Results from expert surveys provide snapshots of our understanding of DME and shed light on where the 0.19-mg FAc implant stands in the current standard of care.
Consensus statements offer valuable guidance in the constantly evolving landscape of patient care, providing insights into current clinical practice patterns and disease pathophysiology. Recently, Kolomeyer et al published results of an expert consensus that sought to gain understanding about the role of inflammation in diabetic macular edema (DME) pathophysiology and the efficacy and safety of the 0.19-mg fluocinolone acetonide (FAc) intravitreal implant Iluvien (Alimera Sciences).1
Results from expert surveys provide snapshots of our understanding of DME and shed light on where the 0.19-mg FAc implant stands in the current standard of care. They also highlight the general beliefs of retinal physicians regarding the benefits and considerations of using this therapy. The survey included 56 retinal physicians across the US, with 12 consensus statements. The physicians indicated their level of agreement or disagreement to each statement, except for the 2 that were multiple-choice, multiple-answer questions.1
Out of the 10 consensus statements using the modified Likert scale, 7 reached the consensus threshold of greater than 80% agreement. These statements covered topics such as the role of inflammation in DME pathophysiology, injection burden, retinal thickness variability, and the efficacy and safety of Iluvien.

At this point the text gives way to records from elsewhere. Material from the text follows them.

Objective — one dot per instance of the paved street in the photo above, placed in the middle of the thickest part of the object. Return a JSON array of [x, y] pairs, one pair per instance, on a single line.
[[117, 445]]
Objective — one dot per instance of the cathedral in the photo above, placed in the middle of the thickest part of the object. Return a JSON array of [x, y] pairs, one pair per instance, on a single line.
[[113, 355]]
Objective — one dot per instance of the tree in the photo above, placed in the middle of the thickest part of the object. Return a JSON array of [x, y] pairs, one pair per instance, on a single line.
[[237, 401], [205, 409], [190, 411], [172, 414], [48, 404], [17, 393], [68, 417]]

Physicians broadly agreed that poor glycemic control leads to the production of inflammatory cytokines that cause retinal inflammation and drive diabetic retinopathy (DR) and DME pathogenesis, leading to retinal neurodegeneration. They also agreed that steroids have broad, nonspecific anti-inflammatory properties that can downregulate pathological cytokine levels, including VEGF.1
Regarding the current standard of care, physicians concurred that the high injection burden required by short-acting therapies leads to patient fatigue and nonadherence. As a result, nonadherence to therapy limits treatment efficacy and can result in increased amplitude and frequency of retinal thickness fluctuations, which may lead to irreversible vision loss.1
Physicians agreed that the 0.19-mg FAc implant can minimize retinal thickness fluctuations while reducing treatment burden compared with the current standard of care. As for IOP elevations, a common adverse effect of corticosteroid use in the eye, physicians agreed that these elevations were manageable in most cases through topical IOP-lowering medications.1
The 2 multiple-choice, multiple-answer statements were aimed at understanding when steroid use as baseline therapy is justified and which steroid delivery routes satisfy the corticosteroid challenge specified in the label of the 0.19-mg FAc implant. Among the surveyed physicians, 55% believed that corticosteroids as baseline therapy could be beneficial for any patient with DME, but 7% disagreed, stating it was not appropriate at all. However, a majority of 73% agreed that pseudophakic patients were the best fit for this treatment approach. As for the steroid challenge, 100% of the respondents considered intravitreal steroid delivery as the most appropriate method, with 73% indicating subtenon/periocular administration and 57% favoring topical delivery.1
Though 7 out of 10 statements reached consensus, 3 statements did not achieve the predefined greater than 80% agreement. These revolved around the use of the 0.19-mg FAc implant and the steroid challenge required by its label. Physicians did not reach consensus that the implant can delay DR progression or reduce the DR severity score. They also did not find consensus that the implant represents a viable treatment option to establish baseline control of chronic inflammation in both DR and DME. Additionally, consensus was not found that the corticosteroid challenge reduces the risk of IOP-related events with the 0.19-mg FAc implant.1
Supportive data comes from one trial, PALADIN (NCT02424019), a phase 4 open-label observational study that investigated the real-world safety of the 0.19-mg FAc implant for DME.2 Results of the study provided evidence that the corticosteroid challenge mitigates the risk of potential IOP events when compared with rates from the registration trial, FAME (NCT00344968).3
Looking beyond steroid treatment as a second-line therapy, the NEW DAY (NCT04469595) trial, recently fully enrolled, will assess the benefit of early inflammatory control in DME. It aims to evaluate the 0.19-mg FAc implant as first-line therapy and compare the number of supplemental aflibercept injections required with each the 0.19-mg FAc implant arm and the aflibercept-only arm. The study will shed further light on the role of long-acting steroid therapy in eyes with DME by assessing the ability of the 0.19-mg FAc implant to delay DR progression and reduce the DR severity score, among other end points.
Mark R. Barakat, MD
Barakat is a retinal surgeon at Retinal Consultants of Arizona, director of the Retinal Research Institute, vice chair of clinical research at American Vision Partners, medical director of Spectra Eye Surgery Center, and a clinical assistant professor of ophthalmology at University of Arizona College of Medicine in Phoenix. Barakat is a consultant for Alimera Sciences.